Was können Pferde bewirken?


Pferde sind so wie wir Menschen eigene Persönlichkeiten und haben unterschiedliche Charaktere, Einstellungen und Gemütsverfassungen.


Halt erfahren, Vertrauen lernen, Kontaktschwierigkeiten überwinden, Grenzen setzten und Beziehungsgestaltung lernen, sich naturnah im praktischen Tun üben – Pferde können eine Brücke schaffen zwischen Therapie und der realen Welt begehen.


Bei oft fehlendem, nicht spürbarem Kontakt zu den eigenen Emotionen ist das Einbeziehen eines Pferdes sinnvoll.

  • Häufig zu beobachten ist die dissoziative Abwesenheit, sodass Patienten plötzlich nicht mehr in ihrem Körper sind und abschweifen. In solchen Fällen ist häufig zu beobachten, dass die Pferde sie ins Hier und Jetzt zurückholen, indem sie ihnen sehr nahe kommen, ihnen fast auf die Füße treten oder urplötzlich einen anderen, eigenen Weg einschlagen

  • Einige Pferde sind auch ein „Wutbarometer“. Wenn jemand vermeintlich zufrieden gestimmt ist, aber innerlich einen unausgesprochenen Ärger mit sich herumträgt, gehen diese einfach fort und zeigen auf, dass hier jemand innerlich am Kochen ist.

  • Sehr häufig kommt es aber auch vor, dass Pferde die unbewussten Gefühle ihrer Menschen „halten“ im Sinne von „Ich spüre was, aber ich trage das jetzt ohne wegzulaufen oder Angst zu bekommen“. Dies ist vor allem häufig dort beobachtbar, wo es um eher schwach strukturierte Menschen geht, da Pferde gerade dafür ein sehr gutes Gespür haben. In beeindruckender Weise begegnen die Pferde den Menschen dann auf einer sehr schützenden, mütterlichen Ebene.

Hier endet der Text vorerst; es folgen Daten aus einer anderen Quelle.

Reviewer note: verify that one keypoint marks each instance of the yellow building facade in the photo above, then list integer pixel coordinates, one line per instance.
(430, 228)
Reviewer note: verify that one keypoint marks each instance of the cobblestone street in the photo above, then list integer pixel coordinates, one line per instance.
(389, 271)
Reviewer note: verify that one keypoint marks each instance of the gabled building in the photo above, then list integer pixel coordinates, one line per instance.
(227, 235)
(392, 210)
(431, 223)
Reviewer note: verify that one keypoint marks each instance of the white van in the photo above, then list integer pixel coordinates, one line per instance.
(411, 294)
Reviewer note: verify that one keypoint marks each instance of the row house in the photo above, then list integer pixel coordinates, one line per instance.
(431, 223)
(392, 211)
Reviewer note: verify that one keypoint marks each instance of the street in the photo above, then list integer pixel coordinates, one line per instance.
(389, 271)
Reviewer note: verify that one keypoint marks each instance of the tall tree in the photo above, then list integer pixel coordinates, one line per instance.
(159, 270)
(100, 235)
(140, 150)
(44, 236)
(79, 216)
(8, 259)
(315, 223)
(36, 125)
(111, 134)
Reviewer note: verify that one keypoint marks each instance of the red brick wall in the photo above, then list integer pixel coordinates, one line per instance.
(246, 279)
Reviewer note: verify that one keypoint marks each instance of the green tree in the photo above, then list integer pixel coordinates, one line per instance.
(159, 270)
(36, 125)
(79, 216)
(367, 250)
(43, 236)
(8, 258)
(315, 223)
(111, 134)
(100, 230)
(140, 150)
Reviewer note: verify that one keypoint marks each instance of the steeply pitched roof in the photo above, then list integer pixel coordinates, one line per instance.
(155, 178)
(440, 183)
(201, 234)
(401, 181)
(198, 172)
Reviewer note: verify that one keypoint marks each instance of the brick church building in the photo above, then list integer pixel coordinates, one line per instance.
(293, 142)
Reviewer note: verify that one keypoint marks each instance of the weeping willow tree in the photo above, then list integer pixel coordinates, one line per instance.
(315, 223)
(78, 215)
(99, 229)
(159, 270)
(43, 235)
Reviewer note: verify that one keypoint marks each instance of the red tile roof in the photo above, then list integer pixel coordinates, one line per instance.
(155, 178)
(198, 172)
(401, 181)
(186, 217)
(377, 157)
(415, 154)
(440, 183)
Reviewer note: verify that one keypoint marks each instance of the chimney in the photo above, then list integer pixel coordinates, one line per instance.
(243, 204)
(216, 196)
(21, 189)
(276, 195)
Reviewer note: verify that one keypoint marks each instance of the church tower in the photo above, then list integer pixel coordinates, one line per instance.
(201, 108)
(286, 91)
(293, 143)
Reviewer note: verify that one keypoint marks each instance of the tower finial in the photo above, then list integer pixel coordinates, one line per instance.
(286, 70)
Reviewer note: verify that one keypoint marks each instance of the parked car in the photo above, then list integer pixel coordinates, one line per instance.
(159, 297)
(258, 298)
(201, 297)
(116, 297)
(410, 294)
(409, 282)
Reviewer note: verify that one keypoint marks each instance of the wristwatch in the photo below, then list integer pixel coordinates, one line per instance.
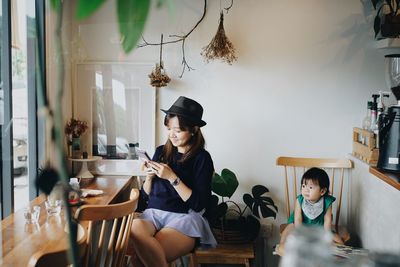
(176, 181)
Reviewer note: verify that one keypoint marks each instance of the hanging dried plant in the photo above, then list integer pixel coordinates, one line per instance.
(220, 46)
(158, 77)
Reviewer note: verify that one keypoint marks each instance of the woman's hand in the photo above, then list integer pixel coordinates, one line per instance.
(147, 169)
(162, 170)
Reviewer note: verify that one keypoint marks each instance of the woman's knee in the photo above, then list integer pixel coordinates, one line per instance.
(141, 228)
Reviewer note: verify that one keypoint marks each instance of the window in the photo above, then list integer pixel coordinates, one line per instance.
(119, 102)
(21, 40)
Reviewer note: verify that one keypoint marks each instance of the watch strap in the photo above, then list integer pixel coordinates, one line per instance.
(176, 181)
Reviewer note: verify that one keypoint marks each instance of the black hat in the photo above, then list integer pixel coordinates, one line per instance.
(187, 108)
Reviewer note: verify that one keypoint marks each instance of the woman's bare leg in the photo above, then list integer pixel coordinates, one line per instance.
(148, 250)
(174, 243)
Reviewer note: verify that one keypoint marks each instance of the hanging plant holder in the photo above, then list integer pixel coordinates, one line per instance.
(158, 77)
(220, 47)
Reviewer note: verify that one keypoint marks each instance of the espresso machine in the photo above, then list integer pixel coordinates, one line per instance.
(389, 121)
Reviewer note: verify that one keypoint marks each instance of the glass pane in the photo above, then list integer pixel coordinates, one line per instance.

  • Eine andere sehr bedeutsame Eigenschaft ist die ICH-Stärkung. Positive Selbsterfahrungsergebnisse im Umgang mit Pferden stärken das Selbstbewusstsein und die Selbstwahrnehmung. Funktioniert etwas nach Plan, geben Patienten oft die Rückmeldung, dass sie sich geerdeter fühlen, zur Ruhe gekommen, zentrierter und fokussierter sind. Neue Bewältigungsmethoden werden mit der Arbeit am Pferd deutlich.


Oxytocin - der Stoff aus dem das Glück gemacht ist


Oxytocin ist vermutlich von hoher Bedeutung für die Erkennung und das Wahrnehmen von Gefühlen. Es wird bei uns bereits während der frühen Phasen unserer Eltern-Kind-Interaktion aktiviert. Durch Berührung, Streicheln, durch Wärme, Zuwendung und durch Körperkontakt wird sowohl beim Baby als auch bei der Mutter Oxytocin freigesetzt und Angst und Stress reduzieren sich.

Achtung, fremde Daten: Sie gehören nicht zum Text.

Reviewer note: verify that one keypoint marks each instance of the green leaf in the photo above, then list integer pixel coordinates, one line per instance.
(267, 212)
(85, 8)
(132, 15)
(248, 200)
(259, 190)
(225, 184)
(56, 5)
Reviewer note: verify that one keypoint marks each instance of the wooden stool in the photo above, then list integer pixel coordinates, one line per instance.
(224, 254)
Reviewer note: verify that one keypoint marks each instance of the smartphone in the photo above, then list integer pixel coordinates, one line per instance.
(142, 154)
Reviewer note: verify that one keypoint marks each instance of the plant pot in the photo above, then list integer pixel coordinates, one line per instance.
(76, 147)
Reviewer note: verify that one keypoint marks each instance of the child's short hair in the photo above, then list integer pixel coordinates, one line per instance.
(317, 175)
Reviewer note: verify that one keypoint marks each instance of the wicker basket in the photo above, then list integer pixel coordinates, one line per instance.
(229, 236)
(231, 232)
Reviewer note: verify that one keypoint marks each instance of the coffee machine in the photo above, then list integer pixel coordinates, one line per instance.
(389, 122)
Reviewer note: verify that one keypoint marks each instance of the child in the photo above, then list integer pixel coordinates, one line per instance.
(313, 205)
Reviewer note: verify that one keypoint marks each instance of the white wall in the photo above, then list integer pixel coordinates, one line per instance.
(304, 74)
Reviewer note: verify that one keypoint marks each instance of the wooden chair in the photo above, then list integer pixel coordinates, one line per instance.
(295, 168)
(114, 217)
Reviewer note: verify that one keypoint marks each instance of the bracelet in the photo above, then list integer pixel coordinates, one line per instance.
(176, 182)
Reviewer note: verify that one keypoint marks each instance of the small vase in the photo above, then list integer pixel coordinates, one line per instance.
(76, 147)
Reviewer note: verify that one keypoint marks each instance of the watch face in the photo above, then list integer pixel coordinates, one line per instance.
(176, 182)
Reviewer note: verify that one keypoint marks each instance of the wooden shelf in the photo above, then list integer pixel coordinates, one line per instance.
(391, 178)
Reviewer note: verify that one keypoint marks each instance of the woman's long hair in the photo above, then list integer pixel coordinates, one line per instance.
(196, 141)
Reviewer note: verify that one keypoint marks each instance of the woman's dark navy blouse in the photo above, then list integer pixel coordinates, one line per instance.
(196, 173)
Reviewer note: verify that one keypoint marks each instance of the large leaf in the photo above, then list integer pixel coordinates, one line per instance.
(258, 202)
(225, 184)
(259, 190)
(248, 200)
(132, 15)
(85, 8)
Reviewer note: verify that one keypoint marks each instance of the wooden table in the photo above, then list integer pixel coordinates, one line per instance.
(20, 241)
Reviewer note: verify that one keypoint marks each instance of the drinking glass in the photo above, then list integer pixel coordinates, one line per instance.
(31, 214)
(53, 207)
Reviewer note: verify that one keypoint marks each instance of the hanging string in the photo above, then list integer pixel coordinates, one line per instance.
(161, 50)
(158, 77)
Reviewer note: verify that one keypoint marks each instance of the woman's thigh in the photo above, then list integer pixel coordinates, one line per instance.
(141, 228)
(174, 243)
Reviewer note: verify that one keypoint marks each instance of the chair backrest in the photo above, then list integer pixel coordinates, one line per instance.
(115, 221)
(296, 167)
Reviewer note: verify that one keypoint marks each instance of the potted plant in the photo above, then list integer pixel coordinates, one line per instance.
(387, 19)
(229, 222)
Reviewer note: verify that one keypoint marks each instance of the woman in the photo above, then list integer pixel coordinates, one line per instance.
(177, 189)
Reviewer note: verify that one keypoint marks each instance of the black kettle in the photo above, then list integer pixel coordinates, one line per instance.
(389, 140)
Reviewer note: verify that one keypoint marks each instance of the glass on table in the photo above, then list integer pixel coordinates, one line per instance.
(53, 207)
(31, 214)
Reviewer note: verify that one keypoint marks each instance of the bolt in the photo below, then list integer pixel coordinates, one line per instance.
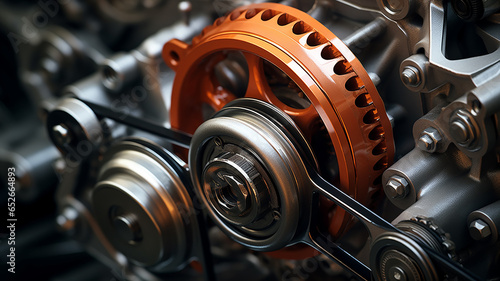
(429, 140)
(479, 229)
(128, 228)
(67, 219)
(237, 189)
(218, 141)
(185, 7)
(411, 76)
(396, 273)
(61, 134)
(397, 187)
(462, 129)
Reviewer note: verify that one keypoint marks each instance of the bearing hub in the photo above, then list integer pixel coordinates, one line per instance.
(284, 57)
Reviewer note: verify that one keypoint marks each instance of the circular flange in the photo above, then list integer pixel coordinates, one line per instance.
(142, 206)
(249, 142)
(395, 255)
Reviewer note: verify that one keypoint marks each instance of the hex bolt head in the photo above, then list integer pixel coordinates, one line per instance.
(66, 220)
(61, 134)
(397, 187)
(411, 76)
(429, 140)
(479, 229)
(462, 128)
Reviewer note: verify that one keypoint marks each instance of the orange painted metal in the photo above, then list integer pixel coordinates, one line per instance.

Bei vernachlässigten oder misshandelten Kindern wurden die Elternteile schon sehr früh zu einer nicht zu unterschätzenden Quelle von Angst und Stress. Bei Fällen, wo Eltern unberechenbar, unvorhersehbar aus einer Laune heraus agieren, entwickeln viele Kinder schon sehr früh entsprechende Bewältigungsstrategien, die sich im späteren Leben in einer Vermeidungshaltung gegenüber Nähe, aber auch Vermeidung von Bindung und Vertrauen zeigen können. Oft antrainierte Strategien, um wiederholte Enttäuschungen zu entgehen.


In der Traumatherapie geht es um behutsame Versuche sich solchen Beziehungserfahrungen wieder zu nähern. Basis der pferdegestützten Interventionen sind die wissenschaftlich bewiesenen positiven Effekte von Pferden auf das autonome Nervensystem, welches die körpereigenen Hormone wie das „Stresshormon“ Kortisol und das „Kuschelhormon“ Oxytocin aktivieren.

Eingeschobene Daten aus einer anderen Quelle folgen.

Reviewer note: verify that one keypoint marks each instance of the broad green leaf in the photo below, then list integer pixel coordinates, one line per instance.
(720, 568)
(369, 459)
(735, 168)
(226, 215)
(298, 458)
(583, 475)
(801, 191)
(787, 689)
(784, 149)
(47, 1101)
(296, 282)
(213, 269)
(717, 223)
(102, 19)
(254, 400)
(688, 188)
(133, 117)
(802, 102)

Es geht um Blicke, Berührungen, Wärme, und ums Getragensein – zwischenmenschliche Aspekte die in einer schnelllebigen Zeit, in der digitalen Medien immer mehr Überhand nehmen, zu kurz kommen. Die Arbeit mit dem Pferd ist eine Annäherung an ein zwischenmenschliches Grundgefühl, das kultiviert werden muss, um nicht verloren zu gehen. Ein heilsamer Bewegungsdialog mit dem Lebenwesen Pferd kann dabei helfen. Es ist ein stiller Dialog mit einem stillen Kameraden. Die Begegnung mit dem Pferd bedarf keiner wortreichen Erklärungen – dennoch ereignet sich Verstehen und Verständigung auf tiefer Ebene, eine Ebene die es schafft, auch sehr hohe Mauern einzureißen und ein verschlossenes Herz wieder zu öffnen.